3. Selvaratnam is an Award-Winning Prolific Producer, Actor, & Filmmaker
What hasn’t she produced? Selvaratnam is an Emmy-nominated and Webby-winning producer with two decades working in the arts and social justice. She is also an experienced fundraiser, organizer, connector, and public relations strategist. Selvaratnam has been executive video producer of major events including GLAMOUR Women of the Year and for Planned Parenthood. She’s produced art exhibits, made more than a dozen films including shorts, feature documentaries, online and on TV.
She’s done television series and worked on film portraits of famous actors, filmmakers, artists like Yoko Ono and actress Charlotte Gainsbourg. Her work has appeared on HBO, Discovery Channel, PBS and myriad others. And she’s had premieres at Sundance and Tribeca film festivals. She’s also an actor who’s appeared in film and video and acted at Alice Tully Hall at Lincoln Center and the Institute of Contemporary Art and American Repertory Theater in Massachusetts.
4. Selvaratnam is a Feminist, Humatiarian & Activist
Selvaratnam’s career in the arts and social justice began with her work assisting Anna Deavere Smith on the development of Twilight: Los Angeles, 1992 about the human toll of the L.A. riots, and with her position as a youth organizer on the steering committee of the NGO Forum/Fourth World Conference on Women in China in 1995. She was an organizer and researcher for the World Health Organization’s Kobe Conference on Women and Tobacco in 1999 and she worked with the Ms. Foundation
She produced the Artists for Tsunami Relief benefit, worked as a video producer for ‘Gays Against Guns.’

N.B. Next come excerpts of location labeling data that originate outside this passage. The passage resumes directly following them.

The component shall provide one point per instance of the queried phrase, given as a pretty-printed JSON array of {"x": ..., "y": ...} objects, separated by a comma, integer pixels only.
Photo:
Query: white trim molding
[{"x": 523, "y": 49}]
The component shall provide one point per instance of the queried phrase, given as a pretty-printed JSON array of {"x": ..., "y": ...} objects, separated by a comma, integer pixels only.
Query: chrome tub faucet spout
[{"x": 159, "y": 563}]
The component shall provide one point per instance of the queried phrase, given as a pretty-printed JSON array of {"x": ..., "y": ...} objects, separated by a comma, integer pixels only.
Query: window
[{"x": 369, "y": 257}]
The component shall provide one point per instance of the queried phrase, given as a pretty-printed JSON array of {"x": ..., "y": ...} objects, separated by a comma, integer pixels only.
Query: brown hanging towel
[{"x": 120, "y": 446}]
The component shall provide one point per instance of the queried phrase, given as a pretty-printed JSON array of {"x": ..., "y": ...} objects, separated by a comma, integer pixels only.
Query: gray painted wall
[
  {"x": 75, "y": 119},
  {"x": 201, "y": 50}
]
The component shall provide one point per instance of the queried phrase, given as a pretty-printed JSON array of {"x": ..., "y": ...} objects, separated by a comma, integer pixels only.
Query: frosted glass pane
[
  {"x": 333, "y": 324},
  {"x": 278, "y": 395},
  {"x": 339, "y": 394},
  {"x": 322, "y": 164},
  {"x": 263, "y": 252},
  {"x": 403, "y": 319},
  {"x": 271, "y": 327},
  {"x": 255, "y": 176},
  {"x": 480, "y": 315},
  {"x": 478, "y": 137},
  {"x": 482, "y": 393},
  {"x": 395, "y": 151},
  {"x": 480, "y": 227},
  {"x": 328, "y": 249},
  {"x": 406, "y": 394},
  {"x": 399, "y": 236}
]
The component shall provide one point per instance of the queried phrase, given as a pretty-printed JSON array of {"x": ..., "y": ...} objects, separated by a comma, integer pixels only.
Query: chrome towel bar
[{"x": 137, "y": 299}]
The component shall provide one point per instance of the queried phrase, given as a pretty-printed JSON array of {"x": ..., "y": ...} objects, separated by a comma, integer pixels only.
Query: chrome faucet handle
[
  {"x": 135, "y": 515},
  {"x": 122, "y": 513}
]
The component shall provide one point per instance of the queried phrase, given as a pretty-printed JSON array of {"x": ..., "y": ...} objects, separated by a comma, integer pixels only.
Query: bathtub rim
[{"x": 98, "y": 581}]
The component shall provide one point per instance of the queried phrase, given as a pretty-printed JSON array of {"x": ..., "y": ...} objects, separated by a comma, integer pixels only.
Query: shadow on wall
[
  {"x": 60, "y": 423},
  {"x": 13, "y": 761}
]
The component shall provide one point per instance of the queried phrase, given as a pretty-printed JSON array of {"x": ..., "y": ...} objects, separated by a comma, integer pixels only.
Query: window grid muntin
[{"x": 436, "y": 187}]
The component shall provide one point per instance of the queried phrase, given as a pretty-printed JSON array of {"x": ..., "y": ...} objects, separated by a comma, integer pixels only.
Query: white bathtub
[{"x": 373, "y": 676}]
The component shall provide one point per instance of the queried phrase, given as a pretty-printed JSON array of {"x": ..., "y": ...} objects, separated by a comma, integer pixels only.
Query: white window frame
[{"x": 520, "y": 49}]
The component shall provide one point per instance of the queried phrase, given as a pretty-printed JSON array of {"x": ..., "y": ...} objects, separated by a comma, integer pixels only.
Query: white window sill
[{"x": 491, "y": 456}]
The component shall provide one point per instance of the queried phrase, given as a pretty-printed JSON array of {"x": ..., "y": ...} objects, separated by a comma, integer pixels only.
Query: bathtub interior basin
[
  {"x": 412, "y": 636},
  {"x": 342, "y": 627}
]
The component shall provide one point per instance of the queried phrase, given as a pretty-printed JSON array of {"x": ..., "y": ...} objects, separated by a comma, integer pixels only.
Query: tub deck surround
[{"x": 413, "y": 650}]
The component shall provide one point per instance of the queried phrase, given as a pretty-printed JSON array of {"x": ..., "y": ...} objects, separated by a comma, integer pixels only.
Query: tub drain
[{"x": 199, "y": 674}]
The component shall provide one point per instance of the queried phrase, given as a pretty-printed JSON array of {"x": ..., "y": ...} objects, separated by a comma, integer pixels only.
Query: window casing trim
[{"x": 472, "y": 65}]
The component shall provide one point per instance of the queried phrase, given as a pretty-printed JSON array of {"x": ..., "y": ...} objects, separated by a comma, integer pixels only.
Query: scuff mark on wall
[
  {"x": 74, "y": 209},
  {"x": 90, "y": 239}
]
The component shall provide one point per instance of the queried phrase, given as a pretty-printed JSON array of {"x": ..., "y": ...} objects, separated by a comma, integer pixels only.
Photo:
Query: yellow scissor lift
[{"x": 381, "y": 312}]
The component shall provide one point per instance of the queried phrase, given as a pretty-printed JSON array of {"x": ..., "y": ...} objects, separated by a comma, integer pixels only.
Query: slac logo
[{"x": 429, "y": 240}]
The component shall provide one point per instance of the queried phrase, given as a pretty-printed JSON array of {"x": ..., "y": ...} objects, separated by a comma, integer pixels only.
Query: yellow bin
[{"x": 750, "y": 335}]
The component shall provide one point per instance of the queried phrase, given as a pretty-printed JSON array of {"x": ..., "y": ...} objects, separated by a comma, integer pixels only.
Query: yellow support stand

She is co-founder of The Federation, where ‘art is essential to Democracy’ a “coalition of artists, organizations, and allies committed to keeping cultural borders open and showing how art unites us. Selvaratnam’s collaborators are the artist Laurie Anderson and the producer Laura Michalchyshyn.”
5. Born in Sri Lanka, Raised in California, She Attended Harvard & Has Been Published in Law Journals
Selvaratnam was born in Colombo, Sri Lanka, immigated with her family to Southern California. She grew up in Long Beach and went to the Phillips Academy Andover. Selvaratnam earned a BA and MA from Harvard in East Asian Languages and Civilizations and Regional Studies East Asia, respectively.
Selvaratnam’s thesis for her master’s degree was about women’s rights in China and it was published in the Journal of Law and Politics.